Los varones siempre fuimos unos privilegiados. No solo inventamos el machismo, sino que lo desarrollamos y lo perfeccionamos a lo largo de la historia. Y en la ropa se reflejaba desde antiguo: mientras los guerreros griegos y algunos emperadores romanos podían usar unas falditas cortas (tipo las actuales minifaldas), las mujeres solo podían usar vestidos hasta los pies. Hiciera el calor que hiciera. Pero llegaron los 60s. No sólo aparecieron los minishorts para chica, sino que la diseñadora inglesa Mary Quaint popularizó el uso de la minifalda y entonces a nosotros, muertos de envidia, se nos dio por empezar a usar pantalones cortos. Esto no se hacía en Europa antes: solo los niños usaban pantalón corto, que sustituían por el largo cuando llegaban a la adolescencia. Incluso en climas cálidos, los adultos tenían que cocerse con los pantalones largos para no parecer inmaduros o hacer el ridículo. La cosa empezó a cambiar en lugares de clima tropical. Igualmente, las mujeres comenzaron a ponerse los pantalones de su marido cuando tuvieron que ocupar las fábricas durante la II Guerra Mundial y fue en los 60s cuando tuvieron pantalones largos fabricados expresamente para ellas. Da la impresión que casi todo pasó en los 60s, y así fue.

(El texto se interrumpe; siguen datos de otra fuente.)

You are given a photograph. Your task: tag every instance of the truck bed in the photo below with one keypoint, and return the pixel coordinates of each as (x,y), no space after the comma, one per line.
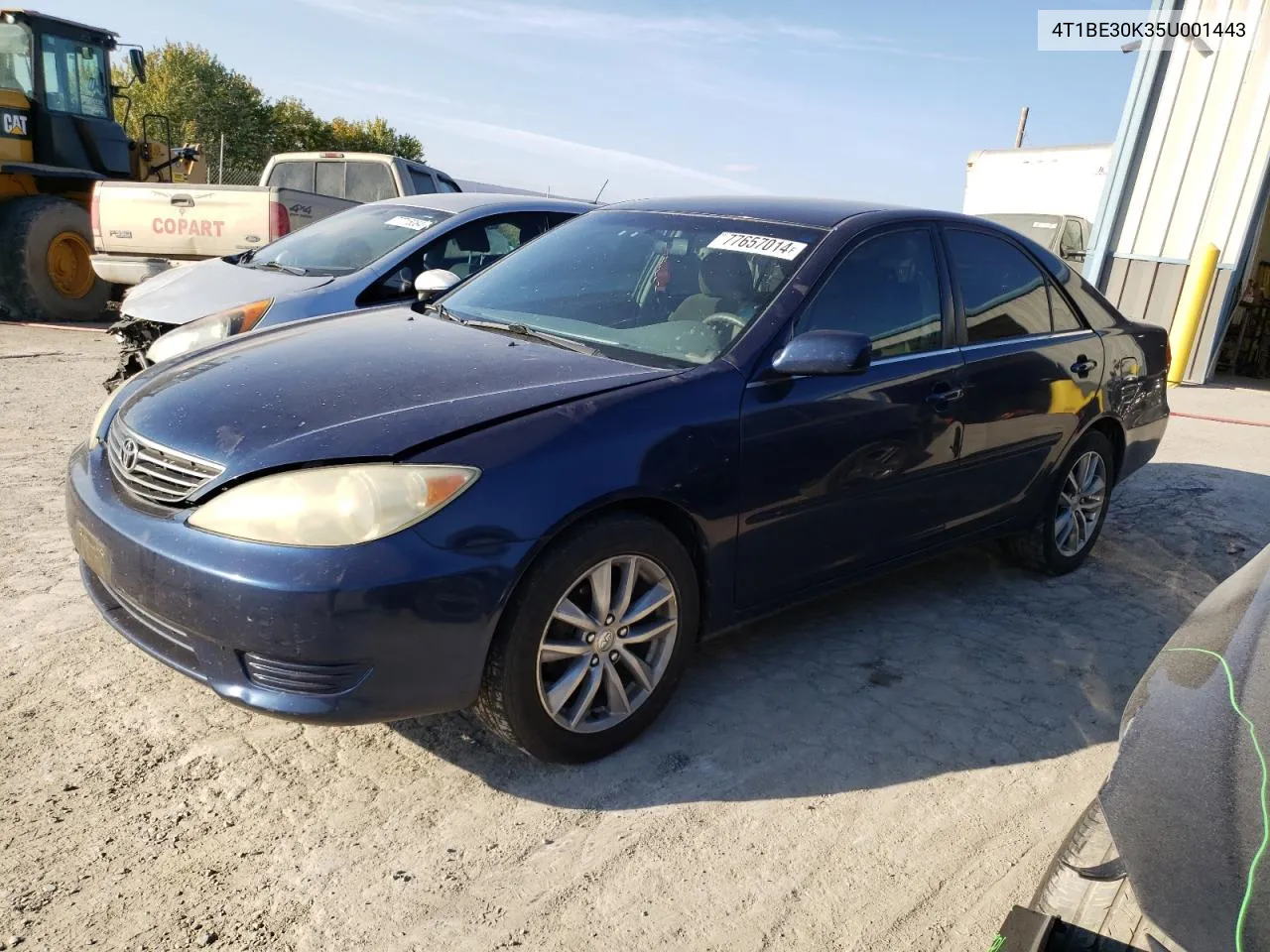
(193,221)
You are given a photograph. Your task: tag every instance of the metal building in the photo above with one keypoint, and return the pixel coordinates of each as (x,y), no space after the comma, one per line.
(1189,169)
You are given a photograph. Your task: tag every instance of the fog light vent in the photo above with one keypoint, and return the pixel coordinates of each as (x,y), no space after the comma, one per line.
(303,678)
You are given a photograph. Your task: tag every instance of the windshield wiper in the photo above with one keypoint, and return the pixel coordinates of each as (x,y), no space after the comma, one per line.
(521,330)
(441,311)
(278,267)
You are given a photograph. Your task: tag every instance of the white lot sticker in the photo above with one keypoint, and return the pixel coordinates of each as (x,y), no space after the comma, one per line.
(405,221)
(758,245)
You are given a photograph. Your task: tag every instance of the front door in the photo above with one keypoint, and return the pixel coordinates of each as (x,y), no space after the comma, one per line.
(843,472)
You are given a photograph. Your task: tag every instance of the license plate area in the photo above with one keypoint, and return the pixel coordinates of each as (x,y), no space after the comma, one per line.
(94,552)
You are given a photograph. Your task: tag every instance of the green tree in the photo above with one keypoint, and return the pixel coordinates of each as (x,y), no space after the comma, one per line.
(203,98)
(296,128)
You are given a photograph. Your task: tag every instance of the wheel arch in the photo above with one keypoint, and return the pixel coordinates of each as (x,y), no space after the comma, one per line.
(671,516)
(1112,429)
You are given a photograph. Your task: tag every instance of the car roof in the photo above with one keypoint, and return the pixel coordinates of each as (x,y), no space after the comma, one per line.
(458,202)
(816,212)
(811,212)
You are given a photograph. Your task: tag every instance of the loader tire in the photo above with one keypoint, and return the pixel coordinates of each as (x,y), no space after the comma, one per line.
(45,271)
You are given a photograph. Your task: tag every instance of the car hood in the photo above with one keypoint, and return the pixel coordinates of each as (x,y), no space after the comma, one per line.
(1187,798)
(358,386)
(190,291)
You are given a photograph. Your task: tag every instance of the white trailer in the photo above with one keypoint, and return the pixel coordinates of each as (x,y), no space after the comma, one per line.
(1065,180)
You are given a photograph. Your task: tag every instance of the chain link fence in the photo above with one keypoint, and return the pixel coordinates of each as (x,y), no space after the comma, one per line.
(232,173)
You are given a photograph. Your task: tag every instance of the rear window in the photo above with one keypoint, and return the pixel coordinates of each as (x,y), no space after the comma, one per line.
(368,181)
(345,243)
(299,176)
(423,184)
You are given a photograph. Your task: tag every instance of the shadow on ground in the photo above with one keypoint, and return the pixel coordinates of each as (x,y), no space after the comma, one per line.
(956,664)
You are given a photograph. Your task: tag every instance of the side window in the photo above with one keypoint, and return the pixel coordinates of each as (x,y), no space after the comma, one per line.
(1002,291)
(888,289)
(368,181)
(299,176)
(330,179)
(477,244)
(422,182)
(1065,317)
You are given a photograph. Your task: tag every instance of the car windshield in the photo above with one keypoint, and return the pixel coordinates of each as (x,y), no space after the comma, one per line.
(347,241)
(1042,229)
(668,290)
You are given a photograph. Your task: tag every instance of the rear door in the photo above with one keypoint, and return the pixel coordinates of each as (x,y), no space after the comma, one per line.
(1033,372)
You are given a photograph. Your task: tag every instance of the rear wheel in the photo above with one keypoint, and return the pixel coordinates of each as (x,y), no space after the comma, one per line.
(593,642)
(1074,512)
(46,273)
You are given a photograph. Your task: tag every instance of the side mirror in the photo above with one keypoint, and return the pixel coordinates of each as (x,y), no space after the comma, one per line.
(825,353)
(137,59)
(435,282)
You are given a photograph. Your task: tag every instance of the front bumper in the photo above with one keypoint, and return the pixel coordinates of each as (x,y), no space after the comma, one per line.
(371,633)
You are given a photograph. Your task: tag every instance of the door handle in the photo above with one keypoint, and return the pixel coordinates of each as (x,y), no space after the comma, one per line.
(1082,366)
(944,394)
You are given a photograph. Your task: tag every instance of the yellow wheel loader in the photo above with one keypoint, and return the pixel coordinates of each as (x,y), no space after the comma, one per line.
(59,137)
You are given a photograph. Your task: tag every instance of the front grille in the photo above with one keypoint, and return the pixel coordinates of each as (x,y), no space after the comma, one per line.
(300,678)
(154,472)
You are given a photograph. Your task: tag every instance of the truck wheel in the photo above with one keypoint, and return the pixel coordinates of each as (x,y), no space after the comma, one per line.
(46,273)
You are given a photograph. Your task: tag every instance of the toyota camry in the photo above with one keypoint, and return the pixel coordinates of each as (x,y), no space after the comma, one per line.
(536,493)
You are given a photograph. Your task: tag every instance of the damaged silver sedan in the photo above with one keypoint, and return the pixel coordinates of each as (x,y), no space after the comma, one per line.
(365,257)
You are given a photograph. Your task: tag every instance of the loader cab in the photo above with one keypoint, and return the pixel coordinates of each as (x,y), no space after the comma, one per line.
(56,95)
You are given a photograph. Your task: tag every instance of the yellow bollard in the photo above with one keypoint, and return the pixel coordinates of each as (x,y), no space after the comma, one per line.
(1191,309)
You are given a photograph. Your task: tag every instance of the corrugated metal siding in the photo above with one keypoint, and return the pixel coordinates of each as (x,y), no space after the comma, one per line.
(1206,143)
(1203,159)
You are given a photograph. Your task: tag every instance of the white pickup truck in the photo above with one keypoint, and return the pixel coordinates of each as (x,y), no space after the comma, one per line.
(144,229)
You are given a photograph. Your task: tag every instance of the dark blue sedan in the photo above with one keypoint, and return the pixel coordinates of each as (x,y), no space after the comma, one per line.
(538,493)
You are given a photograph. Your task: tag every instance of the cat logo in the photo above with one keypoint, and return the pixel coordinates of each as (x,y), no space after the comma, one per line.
(14,123)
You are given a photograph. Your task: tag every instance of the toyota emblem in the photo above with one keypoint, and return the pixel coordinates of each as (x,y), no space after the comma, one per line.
(128,454)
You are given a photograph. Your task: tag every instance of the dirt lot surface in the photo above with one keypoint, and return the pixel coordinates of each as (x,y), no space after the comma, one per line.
(889,769)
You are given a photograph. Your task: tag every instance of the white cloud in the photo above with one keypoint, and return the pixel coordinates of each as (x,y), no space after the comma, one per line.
(602,26)
(604,160)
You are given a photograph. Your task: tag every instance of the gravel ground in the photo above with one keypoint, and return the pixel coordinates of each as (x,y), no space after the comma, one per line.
(889,769)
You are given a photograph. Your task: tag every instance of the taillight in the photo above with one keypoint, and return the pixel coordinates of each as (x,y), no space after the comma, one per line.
(280,221)
(94,214)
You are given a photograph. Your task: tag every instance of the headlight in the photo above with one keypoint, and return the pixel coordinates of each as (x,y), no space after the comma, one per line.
(207,330)
(334,506)
(95,429)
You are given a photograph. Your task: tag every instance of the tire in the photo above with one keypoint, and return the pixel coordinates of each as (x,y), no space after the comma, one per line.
(30,289)
(1086,888)
(1038,548)
(515,693)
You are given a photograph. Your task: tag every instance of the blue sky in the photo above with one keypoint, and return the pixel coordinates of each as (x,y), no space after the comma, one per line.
(880,100)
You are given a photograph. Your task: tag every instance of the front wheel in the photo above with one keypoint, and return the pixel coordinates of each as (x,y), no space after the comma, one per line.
(1074,513)
(593,642)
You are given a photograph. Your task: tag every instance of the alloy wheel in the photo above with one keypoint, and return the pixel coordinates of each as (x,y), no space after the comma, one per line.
(607,644)
(1080,504)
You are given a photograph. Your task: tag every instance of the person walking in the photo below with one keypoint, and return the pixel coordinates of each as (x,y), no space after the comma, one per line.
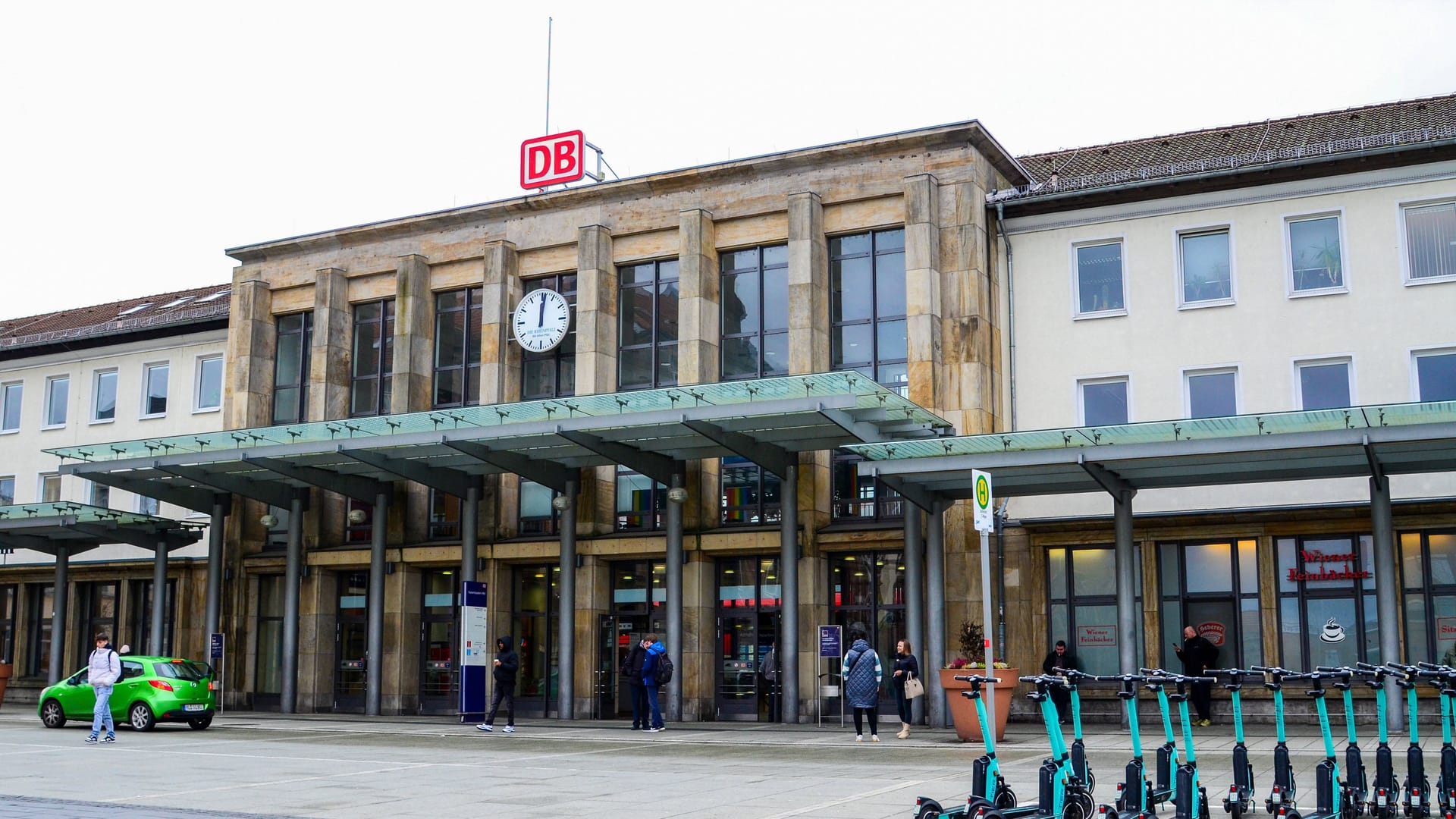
(102,672)
(507,662)
(862,675)
(906,668)
(1060,659)
(1199,656)
(654,657)
(632,676)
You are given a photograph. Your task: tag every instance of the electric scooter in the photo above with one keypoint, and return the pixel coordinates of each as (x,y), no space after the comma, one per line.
(1356,784)
(1239,799)
(1283,790)
(1385,793)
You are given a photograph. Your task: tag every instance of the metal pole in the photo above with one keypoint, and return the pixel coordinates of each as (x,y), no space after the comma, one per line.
(1386,605)
(789,595)
(674,601)
(58,601)
(293,576)
(915,591)
(375,661)
(934,651)
(566,608)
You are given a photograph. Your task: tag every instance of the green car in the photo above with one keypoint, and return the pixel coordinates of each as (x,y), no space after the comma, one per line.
(150,689)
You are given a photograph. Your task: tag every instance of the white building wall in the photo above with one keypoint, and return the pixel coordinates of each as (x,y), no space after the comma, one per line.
(1376,322)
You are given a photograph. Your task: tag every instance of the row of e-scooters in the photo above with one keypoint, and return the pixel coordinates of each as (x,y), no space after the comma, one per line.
(1065,781)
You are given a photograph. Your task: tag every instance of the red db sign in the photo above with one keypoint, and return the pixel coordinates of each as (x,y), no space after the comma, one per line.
(554,161)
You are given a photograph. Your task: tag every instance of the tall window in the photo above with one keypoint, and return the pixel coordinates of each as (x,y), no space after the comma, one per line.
(750,493)
(104,398)
(457,347)
(755,312)
(291,369)
(1316,262)
(373,357)
(647,316)
(1213,588)
(1324,385)
(1430,242)
(1098,279)
(552,373)
(868,306)
(1204,267)
(1327,601)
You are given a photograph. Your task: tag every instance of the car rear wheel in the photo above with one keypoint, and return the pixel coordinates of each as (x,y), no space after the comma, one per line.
(140,717)
(52,714)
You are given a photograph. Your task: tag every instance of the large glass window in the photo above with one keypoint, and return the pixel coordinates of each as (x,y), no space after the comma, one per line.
(1100,279)
(1316,262)
(373,362)
(552,373)
(1327,601)
(750,493)
(867,276)
(457,347)
(755,312)
(291,369)
(1430,242)
(647,316)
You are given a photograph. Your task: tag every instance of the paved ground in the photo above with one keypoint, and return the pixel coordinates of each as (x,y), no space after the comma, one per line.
(356,767)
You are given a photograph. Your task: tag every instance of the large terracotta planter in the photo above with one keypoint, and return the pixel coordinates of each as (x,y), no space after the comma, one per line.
(963,710)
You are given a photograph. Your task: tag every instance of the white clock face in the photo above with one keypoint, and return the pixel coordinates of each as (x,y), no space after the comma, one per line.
(542,321)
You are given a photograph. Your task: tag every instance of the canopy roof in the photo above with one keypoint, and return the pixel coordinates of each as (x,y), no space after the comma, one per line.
(1378,439)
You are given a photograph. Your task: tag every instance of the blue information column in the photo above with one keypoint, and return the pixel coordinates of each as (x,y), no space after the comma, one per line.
(475,651)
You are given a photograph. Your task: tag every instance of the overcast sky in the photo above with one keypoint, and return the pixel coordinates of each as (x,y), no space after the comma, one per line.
(142,139)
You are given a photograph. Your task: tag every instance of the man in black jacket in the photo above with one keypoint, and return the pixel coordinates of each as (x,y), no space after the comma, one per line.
(506,667)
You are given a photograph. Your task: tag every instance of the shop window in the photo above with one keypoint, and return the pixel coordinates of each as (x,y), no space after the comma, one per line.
(373,360)
(647,319)
(1213,588)
(1429,580)
(755,300)
(1327,610)
(552,373)
(1082,605)
(750,494)
(867,278)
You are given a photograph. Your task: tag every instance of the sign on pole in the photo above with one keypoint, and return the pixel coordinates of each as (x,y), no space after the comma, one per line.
(476,651)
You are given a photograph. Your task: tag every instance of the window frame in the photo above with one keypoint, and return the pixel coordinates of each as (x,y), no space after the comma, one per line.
(1076,280)
(1226,229)
(1338,215)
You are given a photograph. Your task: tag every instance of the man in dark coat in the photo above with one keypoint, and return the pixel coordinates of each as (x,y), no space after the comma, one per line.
(506,667)
(1199,656)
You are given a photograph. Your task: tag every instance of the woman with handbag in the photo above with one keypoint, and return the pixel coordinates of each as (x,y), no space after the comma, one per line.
(908,684)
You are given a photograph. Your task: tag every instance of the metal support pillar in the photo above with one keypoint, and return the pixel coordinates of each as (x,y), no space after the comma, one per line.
(375,661)
(915,594)
(469,531)
(1386,604)
(934,649)
(789,591)
(566,610)
(674,599)
(293,576)
(58,601)
(159,599)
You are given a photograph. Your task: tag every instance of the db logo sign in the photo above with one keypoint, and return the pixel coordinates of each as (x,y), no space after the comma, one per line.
(554,161)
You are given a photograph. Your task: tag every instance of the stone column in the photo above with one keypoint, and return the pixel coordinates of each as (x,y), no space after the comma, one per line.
(414,314)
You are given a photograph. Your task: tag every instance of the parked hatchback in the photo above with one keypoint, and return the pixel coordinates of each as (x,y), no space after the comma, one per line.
(150,689)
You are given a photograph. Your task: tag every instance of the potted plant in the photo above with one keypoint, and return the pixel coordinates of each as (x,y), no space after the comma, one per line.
(963,711)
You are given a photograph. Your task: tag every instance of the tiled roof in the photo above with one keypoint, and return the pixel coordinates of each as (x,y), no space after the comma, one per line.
(181,306)
(1331,133)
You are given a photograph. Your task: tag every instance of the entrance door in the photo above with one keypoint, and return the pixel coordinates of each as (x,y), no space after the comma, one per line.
(351,648)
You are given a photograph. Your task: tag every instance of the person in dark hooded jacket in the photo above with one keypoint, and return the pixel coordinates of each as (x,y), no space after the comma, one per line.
(506,667)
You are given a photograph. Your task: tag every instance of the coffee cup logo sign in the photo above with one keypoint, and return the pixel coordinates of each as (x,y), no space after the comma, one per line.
(1320,566)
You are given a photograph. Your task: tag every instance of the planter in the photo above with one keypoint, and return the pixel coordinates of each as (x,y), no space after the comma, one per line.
(963,711)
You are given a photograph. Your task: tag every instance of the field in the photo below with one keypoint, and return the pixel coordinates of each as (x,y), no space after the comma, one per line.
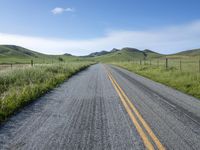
(20,85)
(181,74)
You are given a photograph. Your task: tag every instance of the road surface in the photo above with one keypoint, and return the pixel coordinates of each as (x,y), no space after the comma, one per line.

Es una suerte que los pantalones cortos no vulneren ninguna convención social, ni nadie te mire mal por la calle (a algunos no nos mira nadie, ni bien ni mal), ni resulte extravagante volver a vestirse como cuando éramos críos. Es una suerte porque los pantalones cortos son lo más cómodo que hay para transitar la canícula. Es verdad que no todo el mundo los usa, hay que respetar. Si hay gente tan gilipollas que no quiere usarlos, por lo que sea, hay que respetarla.

¿Qué siente uno cuando se pone un pantalón corto y sale a la calle de esa guisa, aunque tenga edad para tener nietos, o vaya incluso a recogerlos para llevarlos de paseo? Fresco, eso es lo que siente. Y es fundamental. A ver quien se pone a enseñar las canillas a ciertas alturas de la vida si no es a cambio de un poco de frescor.

Tenía un compañero de trabajo, bastante mayor que yo (y eso que yo era ya mayor mientras era pequeño) que venía vestido de pantalón corto al llegar Mayo. Tenía piernas de futbolista y los compañeros nos dedicamos a mirarlo con condescendencia, perdonándole la vida. Muertos de envidia. Las compañeras no sé cómo lo miraban, pero también lo hacían. Al poco tiempo nos fuimos sumando otros a su audacia y pronto los que persistían en el pantalón largo eran catalogados de raritos.

Luego está la primera vez que recuerdo que un pantalón corto interfiriese en mi vida fue durante la vieja egebé. Y no fue uno sino varios. Las chavalas de clase, no recuerdo el curso, aparecieron en clase de gimnasia (no se había inventado aún la educación física) vestidas con pololos. Los ojos nos hacían chiribitas. Aunque recuerdo que me dejó más extasiado el nombre pololo. ¿Existe vocablo más maravilloso para una prenda de vestir? Era simplemente un pantalón de deporte con gomas a medio muslo y en la cintura, pero tenía un nombre sonoro, de príncipe de los pantalones. Y casi lo dejamos aquí, porque lo de los pololos es insuperable.